Last month we invited you to submit your choreography videos for our contest So You Think You Can Choreograph?
We would like to thank all those who submitted their work: Anna Normann, Adam Gauzza, Leigh Ann Boatman, Adam Rose, Ania Greiner/3 Card Molly, Jaema Joy Berry, Marc Macaranas, Anjaly Thakkar, Genevieve Garcia, Angela Leum, and Winifred Haun. Browse all submissions here.
And the winners are…
Grand Prize: Anna Normann – 2 tickets to the Punk Yankees benefit performance, where you can watch your moves being performed by Lucky Plush Productions.
Second Place: Ania Greiner, 3 Card Molly – 10th anniversary season t-shirt with the appropriated Lucky Strike logo.
Congratulations to Anna Normann and Ania Greiner, whose choreography videos received the highest number of votes from the voting surfers of StealThisDance.com!
We are now in the process of learning Normann’s moves to perform them at our Punk Yankees shows… buy your tickets and come check it out!
When we set out to sample the moves from an excerpt video of “Seder,” a work by choreographer Ohad Naharin performed by the Batsheva Ensemble (the second company of the Batsheva Dance Company), I was interested in the strange concept of making one continuous dance from a series of excerpts. But what ended up becoming more interesting to us was that sampling the moves – without context or direction from the choreographer – is endlessly problematic.
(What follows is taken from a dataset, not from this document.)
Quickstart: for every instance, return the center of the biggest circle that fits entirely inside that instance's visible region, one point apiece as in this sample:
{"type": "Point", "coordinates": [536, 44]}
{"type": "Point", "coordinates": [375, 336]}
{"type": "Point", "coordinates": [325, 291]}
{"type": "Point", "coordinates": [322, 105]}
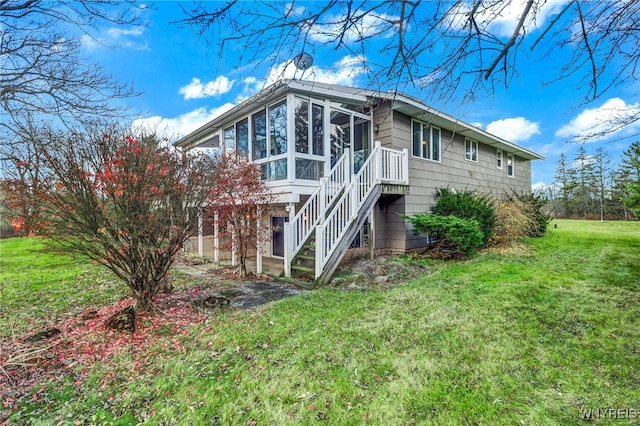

For many people, the word “choreography” is understood as being just the moves in a dance. Yet in reality, it encompasses a theoretical ecosystem of things both ephemeral and defined: conceptual ideas, arrangement of bodies, relationship to space, interaction between dancers, and the attention to dynamics, energy, quality, immediacy, and intent, to name a few. Often wed to the choreography are considerations about the relationship between the movement and the music, lights, costumes, text, and other media.
So with our best efforts to exactly replicate the movements from the Batsheva video (which is impossible, by the way), without replicating any other aspect of the choreography, we have found the results to be far more flat than its already 2-dimensional source. We also weren’t able to teleport ourselves in and out of the frame to match the number of dancers in each video cut, taking us farther away from anything Batsheva.
With respect to the music, Corona’s “Rhythm of the Night” was chosen because at one point we talked about creating some kind of cyclical loop that connects several of our YouTube samples. And this particular song is the music for the ever-so-fabulous credit reel of the French film Beau Travail, in which the lead actor (Denis Lavant) is dancing in a club. We referenced this video as an example of impersonations in our research at the Maggie Allesee National Center for Chorography. Ironically, the video was initially given a copyright violation on YouTube for usage of the song (not the moves!), so we had to use the audio from the camera, which is why it is so quiet.
The next time we revisit this Batsheva sample, it might be to appropriate the movement into a derivative composition, or to mash it up with Sara Carlson’s ever popular “Fly to Paradise” (but probably not) …or maybe just wear a different shirt.